Suzanne spent the next decade learning the new range of competitions within the Quarter Horse circuit, to figure out which was best suited for her. From there she invested in a nice horse and training program, and the rest was history. While there are a lot of individual disciplines within the industry, she has decided to mainly focus her time in the performance side of the discipline. So much so that she even developed a small Quarter Horse breeding program.   

When asked about showing and owning within the AQHA, Suzanne states that, “unlike in the Hunter/Jumper world, what’s unique about AQHA shows is that if you show as an amateur, you have to also own the horse that you show. The only example of when this is not the case is in the professional, open classes. Because of this, I show as both the owner and rider of my horses. The AQHA is a huge association that is super strong, and does a good job at supporting the professionals and amateurs. Their judges have to go through an extensive training and filtering process that keeps things in check. It’s just really different from the USEF, which is more of an umbrella association, rather than a breed association. They do a lot to support and promote that breed, which you don’t get elsewhere. The breeders also have a support system in AQHA, and there is a healthy market for younger horses. That way, people have a reason to keep buying and breeding. There are some parts that are not for me, but it’s like that within every part of the horse industry.”   

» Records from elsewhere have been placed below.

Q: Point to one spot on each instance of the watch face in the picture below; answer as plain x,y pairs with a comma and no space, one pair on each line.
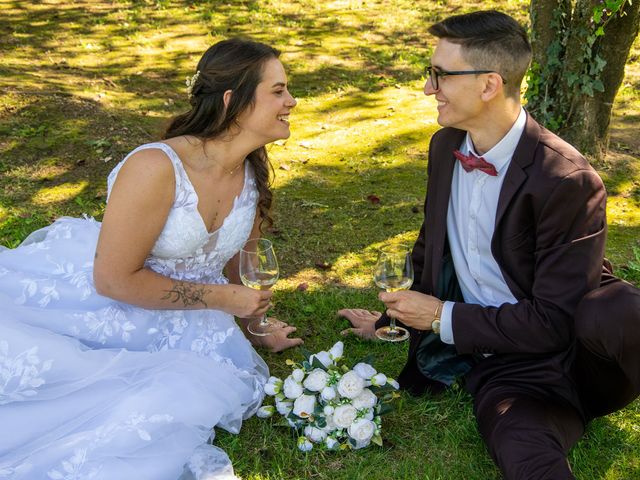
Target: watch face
435,326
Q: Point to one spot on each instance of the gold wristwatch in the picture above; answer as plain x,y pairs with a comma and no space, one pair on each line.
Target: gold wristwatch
435,325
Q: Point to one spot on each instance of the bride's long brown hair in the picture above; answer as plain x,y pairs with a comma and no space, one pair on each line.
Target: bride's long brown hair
234,64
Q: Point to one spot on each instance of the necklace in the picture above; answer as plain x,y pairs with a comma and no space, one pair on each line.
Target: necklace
217,162
229,172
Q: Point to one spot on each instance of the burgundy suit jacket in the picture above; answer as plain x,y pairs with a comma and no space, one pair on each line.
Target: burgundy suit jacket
549,240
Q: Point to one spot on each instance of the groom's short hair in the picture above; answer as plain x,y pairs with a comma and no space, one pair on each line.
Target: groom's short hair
490,40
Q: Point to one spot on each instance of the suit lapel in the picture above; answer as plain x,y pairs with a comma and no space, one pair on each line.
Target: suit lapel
440,186
516,176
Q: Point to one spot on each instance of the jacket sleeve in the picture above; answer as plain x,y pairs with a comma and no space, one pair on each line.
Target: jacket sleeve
569,238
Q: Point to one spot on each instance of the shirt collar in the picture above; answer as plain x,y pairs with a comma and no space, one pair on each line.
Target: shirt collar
500,154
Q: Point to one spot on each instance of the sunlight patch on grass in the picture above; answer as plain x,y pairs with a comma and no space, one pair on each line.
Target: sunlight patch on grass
622,211
59,193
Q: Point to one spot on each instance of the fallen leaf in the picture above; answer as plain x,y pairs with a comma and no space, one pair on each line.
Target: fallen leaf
323,265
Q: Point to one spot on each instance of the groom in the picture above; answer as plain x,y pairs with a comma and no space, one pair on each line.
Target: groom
511,288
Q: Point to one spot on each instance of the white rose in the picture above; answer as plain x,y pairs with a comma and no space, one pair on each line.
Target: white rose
364,370
336,351
314,434
369,414
284,408
298,375
323,357
304,445
292,389
379,379
330,426
331,443
362,431
316,380
304,405
366,399
350,385
328,393
344,415
265,411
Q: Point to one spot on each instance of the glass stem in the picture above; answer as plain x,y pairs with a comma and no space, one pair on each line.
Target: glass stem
392,324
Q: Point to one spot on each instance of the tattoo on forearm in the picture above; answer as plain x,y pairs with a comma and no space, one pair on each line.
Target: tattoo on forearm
187,294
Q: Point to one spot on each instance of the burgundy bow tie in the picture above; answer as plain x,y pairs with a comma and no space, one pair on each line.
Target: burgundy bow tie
471,162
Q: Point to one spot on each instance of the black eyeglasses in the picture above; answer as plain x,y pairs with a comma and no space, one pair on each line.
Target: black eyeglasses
436,73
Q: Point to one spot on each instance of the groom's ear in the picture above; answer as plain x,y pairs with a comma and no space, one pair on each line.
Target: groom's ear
226,98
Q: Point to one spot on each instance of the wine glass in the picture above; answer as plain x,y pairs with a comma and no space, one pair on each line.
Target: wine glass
259,270
393,272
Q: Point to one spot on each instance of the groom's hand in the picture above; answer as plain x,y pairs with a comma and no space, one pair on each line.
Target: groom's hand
363,321
279,339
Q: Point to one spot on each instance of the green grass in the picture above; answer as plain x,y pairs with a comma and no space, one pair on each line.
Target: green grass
83,83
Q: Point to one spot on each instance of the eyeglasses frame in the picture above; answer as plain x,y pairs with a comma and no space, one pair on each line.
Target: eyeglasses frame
436,73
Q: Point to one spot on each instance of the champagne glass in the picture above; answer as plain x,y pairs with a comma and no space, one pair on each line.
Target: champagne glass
393,272
259,270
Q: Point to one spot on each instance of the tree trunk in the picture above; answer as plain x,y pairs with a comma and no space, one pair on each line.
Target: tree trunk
587,128
565,52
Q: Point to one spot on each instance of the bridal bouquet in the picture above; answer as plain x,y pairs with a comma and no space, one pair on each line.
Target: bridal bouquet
330,404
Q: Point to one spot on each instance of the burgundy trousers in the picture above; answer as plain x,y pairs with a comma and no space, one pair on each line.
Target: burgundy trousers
529,436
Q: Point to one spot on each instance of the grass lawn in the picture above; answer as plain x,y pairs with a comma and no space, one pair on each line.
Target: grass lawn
83,82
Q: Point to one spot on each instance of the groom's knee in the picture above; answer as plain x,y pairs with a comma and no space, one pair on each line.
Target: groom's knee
607,321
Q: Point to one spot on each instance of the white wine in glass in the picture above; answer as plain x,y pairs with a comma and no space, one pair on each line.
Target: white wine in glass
393,272
259,270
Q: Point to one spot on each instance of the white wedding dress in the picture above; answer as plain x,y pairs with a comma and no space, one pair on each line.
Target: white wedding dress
91,388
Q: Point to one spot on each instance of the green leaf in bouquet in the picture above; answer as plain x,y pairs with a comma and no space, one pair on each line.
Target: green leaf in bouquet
318,364
306,353
381,390
282,423
384,408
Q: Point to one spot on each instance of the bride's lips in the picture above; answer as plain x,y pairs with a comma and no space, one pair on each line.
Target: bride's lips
284,118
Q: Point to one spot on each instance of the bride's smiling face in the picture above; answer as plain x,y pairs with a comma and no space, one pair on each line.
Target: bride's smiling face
268,118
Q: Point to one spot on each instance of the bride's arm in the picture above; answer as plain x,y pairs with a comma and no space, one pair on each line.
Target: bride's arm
137,210
279,340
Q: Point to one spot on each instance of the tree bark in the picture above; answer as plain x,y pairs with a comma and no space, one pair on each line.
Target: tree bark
588,126
561,51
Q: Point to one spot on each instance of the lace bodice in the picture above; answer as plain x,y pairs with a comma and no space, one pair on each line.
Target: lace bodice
185,250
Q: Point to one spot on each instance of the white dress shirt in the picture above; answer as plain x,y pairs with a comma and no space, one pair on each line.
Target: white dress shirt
470,224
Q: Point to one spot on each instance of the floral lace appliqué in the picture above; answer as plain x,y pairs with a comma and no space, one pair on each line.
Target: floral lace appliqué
21,375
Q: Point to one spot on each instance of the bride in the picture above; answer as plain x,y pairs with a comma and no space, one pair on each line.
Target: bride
119,351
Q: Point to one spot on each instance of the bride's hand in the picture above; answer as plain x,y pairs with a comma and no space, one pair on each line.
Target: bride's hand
363,321
245,302
278,340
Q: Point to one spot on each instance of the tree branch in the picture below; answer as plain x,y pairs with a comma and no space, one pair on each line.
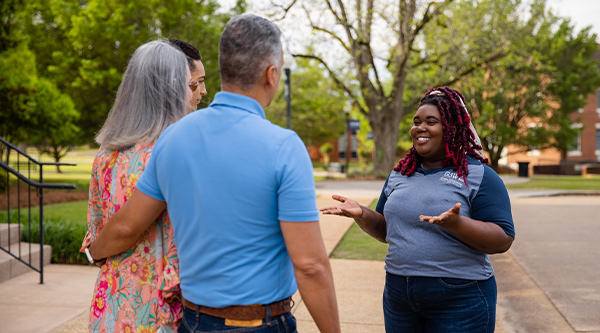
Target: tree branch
285,9
333,76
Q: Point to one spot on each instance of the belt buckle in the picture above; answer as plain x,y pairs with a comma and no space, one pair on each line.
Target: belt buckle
243,323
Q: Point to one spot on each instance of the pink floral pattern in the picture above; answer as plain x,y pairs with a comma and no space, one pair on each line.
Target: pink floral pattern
138,290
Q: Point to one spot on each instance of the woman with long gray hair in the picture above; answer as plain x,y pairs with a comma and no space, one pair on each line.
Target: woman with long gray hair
137,290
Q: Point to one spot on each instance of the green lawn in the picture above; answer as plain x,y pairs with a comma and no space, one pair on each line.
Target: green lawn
559,183
356,244
75,212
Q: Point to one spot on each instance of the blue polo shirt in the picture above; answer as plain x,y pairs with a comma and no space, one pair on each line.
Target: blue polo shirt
418,248
228,177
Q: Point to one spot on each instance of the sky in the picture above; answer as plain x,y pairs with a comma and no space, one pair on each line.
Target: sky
582,13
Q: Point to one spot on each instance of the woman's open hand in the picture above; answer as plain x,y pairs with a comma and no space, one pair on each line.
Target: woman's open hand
348,208
447,219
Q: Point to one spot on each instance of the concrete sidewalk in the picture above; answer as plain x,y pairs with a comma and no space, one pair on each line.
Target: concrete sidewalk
61,304
547,282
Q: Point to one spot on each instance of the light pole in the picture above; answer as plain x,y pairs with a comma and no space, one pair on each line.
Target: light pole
288,61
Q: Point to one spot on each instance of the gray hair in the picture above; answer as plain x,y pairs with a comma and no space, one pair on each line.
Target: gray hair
248,46
151,96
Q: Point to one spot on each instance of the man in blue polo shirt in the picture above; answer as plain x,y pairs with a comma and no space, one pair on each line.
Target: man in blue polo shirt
240,195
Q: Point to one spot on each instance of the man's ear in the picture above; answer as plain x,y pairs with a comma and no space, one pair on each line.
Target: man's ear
271,75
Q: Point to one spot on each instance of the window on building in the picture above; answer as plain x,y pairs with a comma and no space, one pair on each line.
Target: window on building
575,146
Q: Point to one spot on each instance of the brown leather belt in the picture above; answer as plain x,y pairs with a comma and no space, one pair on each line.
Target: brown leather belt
243,312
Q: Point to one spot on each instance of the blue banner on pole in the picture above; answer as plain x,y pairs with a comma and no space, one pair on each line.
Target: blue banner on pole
353,124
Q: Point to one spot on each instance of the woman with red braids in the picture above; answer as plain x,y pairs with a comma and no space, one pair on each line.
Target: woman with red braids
442,211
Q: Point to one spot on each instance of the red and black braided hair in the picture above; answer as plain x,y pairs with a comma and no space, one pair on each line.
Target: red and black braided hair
457,134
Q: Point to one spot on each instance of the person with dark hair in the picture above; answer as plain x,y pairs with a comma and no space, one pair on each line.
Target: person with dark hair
241,197
198,75
439,277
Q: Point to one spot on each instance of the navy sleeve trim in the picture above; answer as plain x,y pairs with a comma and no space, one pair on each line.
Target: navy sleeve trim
492,204
382,198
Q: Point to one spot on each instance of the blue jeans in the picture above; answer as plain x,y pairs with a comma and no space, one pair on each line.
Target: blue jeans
195,322
422,304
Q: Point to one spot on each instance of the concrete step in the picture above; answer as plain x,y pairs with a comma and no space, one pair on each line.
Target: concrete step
10,267
9,233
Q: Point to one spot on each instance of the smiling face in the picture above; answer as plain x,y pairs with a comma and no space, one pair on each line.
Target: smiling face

It wasn’t just the love of the sport that kept Suzanne involved with Quarter Horses; it was the love of the breed itself. According to her, “most of them are so good-minded, and they really are typically a very easy-going, trainable, and quiet-natured horse. That’s not always the case, but for the most part, that is what they are known for.” Back in her Hunter/Jumper days, Suzanne showed a Quarter Horse, who she said, “wasn’t flashy, or the best jumper, but was reliable.” This reliability is what she fell in love with.  

Other than Quarter Horses, Suzanne also mentioned dipping her toes into the Hackney Pony world with her son, having fun helping run the Saddlebred show circuit. Despite this, she is always still drawn back to Quarter Horses.   

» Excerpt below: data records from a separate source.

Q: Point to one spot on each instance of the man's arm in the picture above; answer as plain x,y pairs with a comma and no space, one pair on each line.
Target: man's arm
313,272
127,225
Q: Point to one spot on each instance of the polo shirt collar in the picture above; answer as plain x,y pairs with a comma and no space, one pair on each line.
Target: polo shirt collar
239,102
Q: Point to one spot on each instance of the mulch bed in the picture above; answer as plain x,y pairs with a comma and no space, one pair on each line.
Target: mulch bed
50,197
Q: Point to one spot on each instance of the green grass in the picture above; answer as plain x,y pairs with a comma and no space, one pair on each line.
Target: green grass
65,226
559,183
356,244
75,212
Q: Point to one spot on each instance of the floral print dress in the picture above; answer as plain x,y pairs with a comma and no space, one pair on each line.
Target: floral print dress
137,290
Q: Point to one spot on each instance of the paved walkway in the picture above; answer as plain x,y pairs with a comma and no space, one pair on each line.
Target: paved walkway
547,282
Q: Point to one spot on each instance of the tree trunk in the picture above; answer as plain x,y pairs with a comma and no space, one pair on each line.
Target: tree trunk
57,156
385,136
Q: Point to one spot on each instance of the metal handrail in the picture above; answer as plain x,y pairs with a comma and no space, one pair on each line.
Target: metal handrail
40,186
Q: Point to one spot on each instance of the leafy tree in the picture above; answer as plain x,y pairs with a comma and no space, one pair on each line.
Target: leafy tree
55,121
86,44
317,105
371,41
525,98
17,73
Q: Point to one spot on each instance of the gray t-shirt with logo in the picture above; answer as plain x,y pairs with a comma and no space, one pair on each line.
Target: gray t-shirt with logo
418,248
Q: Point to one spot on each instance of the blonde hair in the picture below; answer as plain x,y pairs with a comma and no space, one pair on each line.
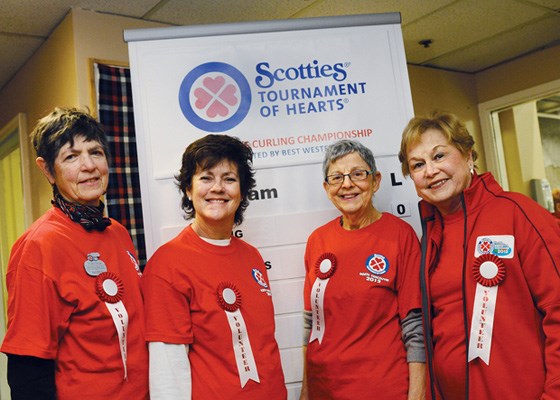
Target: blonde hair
448,124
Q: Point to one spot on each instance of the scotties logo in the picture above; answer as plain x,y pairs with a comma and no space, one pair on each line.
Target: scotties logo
215,97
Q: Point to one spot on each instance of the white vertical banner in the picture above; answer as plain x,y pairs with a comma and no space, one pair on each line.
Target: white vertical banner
289,89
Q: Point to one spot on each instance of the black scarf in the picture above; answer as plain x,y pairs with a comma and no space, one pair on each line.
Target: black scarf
90,217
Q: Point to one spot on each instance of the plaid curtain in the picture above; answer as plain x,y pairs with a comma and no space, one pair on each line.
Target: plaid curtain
116,114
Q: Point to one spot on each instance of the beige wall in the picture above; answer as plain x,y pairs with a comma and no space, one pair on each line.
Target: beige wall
48,79
60,74
100,36
524,73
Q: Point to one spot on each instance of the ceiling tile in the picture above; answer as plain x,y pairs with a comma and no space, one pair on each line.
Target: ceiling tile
502,47
464,23
408,8
192,12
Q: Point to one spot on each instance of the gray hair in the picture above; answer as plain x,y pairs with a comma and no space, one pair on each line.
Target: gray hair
344,147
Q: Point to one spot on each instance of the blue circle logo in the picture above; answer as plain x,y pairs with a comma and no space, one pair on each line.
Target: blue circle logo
215,97
377,264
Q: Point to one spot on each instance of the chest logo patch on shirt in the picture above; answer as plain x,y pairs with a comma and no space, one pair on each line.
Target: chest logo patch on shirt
377,264
499,245
93,265
258,276
135,263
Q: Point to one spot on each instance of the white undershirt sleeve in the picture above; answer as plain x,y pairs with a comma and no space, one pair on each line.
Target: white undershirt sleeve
170,371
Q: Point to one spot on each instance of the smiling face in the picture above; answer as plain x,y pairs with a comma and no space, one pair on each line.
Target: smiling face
352,199
81,171
215,194
439,170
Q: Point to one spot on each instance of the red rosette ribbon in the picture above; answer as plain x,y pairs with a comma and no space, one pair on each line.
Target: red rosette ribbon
229,297
109,287
489,270
325,266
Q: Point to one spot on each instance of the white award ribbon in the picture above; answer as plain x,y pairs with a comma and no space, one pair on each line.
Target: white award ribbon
482,322
120,318
317,310
244,358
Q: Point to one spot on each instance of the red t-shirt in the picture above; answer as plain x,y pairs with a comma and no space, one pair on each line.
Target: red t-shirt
180,287
374,286
54,311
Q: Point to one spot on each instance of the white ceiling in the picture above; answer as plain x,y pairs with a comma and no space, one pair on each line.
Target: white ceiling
467,35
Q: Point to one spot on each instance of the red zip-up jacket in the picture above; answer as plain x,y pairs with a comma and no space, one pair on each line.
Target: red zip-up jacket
525,352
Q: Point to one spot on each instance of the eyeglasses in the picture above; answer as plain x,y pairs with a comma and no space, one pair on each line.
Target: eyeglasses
355,176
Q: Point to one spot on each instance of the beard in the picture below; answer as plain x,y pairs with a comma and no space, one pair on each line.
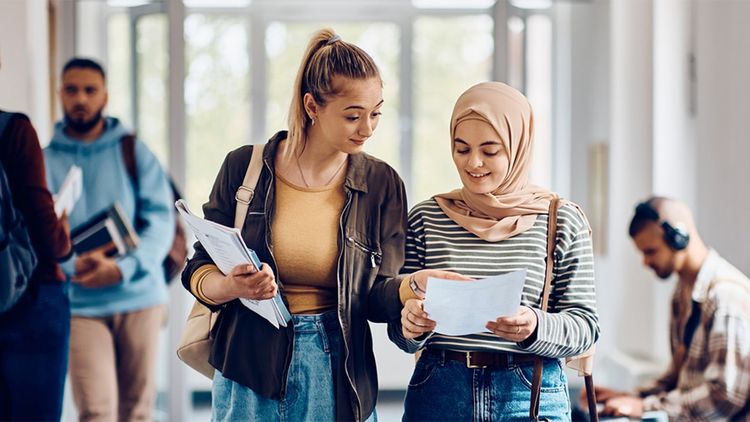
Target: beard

Aside from her Quarter Horses, Suzanne also runs a separate horse business with her husband. Based in Williamson County, TN, they both work as horse show suppliers and producers. Ranging from show jumps to portable stalls, they serve shows and fairgrounds of all disciplines, all over the country. Until last year, they produced the Kentucky National Show in Lexington, but have since sold it to Split Rock Jumping.   

As for the future, Suzanne would really like to keep showing as long as she feels comfortable. She believes that she would not like to be a trail or pleasure rider, as she loves to compete. Her goal is to continue her riding career into the “Super Select” division at AQHA shows, which is age 70 and above. To her, Quarter Horses are a life-long commitment.